For Immediate Release
August 7, 2025
C2ES Comments Urge Against EPA Repeal of Power Sector Carbon Pollution Standards
Highlight increasing severity and costs of climate impacts, risks to US competitiveness, significance of US power sector emissions
WASHINGTON—Today, C2ES submitted comments on EPA’s proposed repeal of carbon pollution standards for the power sector, urging the agency against repeal and highlighting severe economic and public health risks associated with repeal. The comments challenge EPA’s disregard for decades of scientific research and analysis of both climate pollution’s impact and the social cost of these impacts on Americans.
It also asserts that U.S. power sector emissions are in fact significant under the Clean Air Act and therefore require well-designed regulation, contrary to EPA’s justification of the proposed repeal.
To speak with a C2ES expert about the comments, contact Tim Carroll at press@c2es.org.
C2ES experts developed these comments with input from the private sector and additional external partners. In the comments, C2ES concludes that repealing standards would unlawfully evade a statutory mandate under the Clean Air Act, ignore judicial precedent set by the Supreme Court in Massachusetts v. EPA, and disregard its own scientific expertise and decades of research. This science and research, which the comments describe as unequivocal, demonstrates that rising climate pollution is leading to more frequent, intense and costly extreme weather events.
The comments state, “last year there were 27 weather disasters in the United States with losses exceeding $1 billion each; the impact of these 17 severe storms, 5 tropical cyclones, 2 winter storms, 1 flood, 1 drought, and 1 wildfire were intensified by climate change. Keeping atmospheric greenhouse gas concentrations as low as possible will help to lessen future impacts and costs.”
The comments go on to argue against EPA’s position that U.S. power sector emissions are not significant enough to be regulated under the Clean Air Act.
In 2024, the U.S. power sector emitted 1,428 million metric tons of carbon dioxide, the second largest U.S. source by sector. This amount exceeds the combined economywide emissions of Germany, France, and the United Kingdom.
“By EPA’s logic…if U.S. power sector emissions are not significant because they are 3 percent of the global total, then the same would be true of emissions from aviation, shipping, or aluminum, and many other sectors that account for comparable shares of emissions. Similarly, the entire emissions of Germany, France, the UK – indeed, every other country in the world save the four mentioned above – would be deemed insignificant. The absurd result would be to effectively conclude that virtually no sector or country is “significant” – and therefore to leave the entire problem unaddressed.”

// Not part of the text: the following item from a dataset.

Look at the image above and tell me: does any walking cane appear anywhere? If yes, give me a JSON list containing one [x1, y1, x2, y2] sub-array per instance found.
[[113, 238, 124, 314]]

In addition to these assertions, C2ES included comments warning EPA of the risks to U.S. innovation and competitiveness in the global economy and to stability and certainty for investments in the power sector.
“We respectfully encourage the Administration to establish balanced and suitable regulations that facilitate change, while also ensuring stability and fairness for industries that depend on consistent regulatory frameworks. We strongly recommend against the repeal of the (Carbon Pollution Standards).”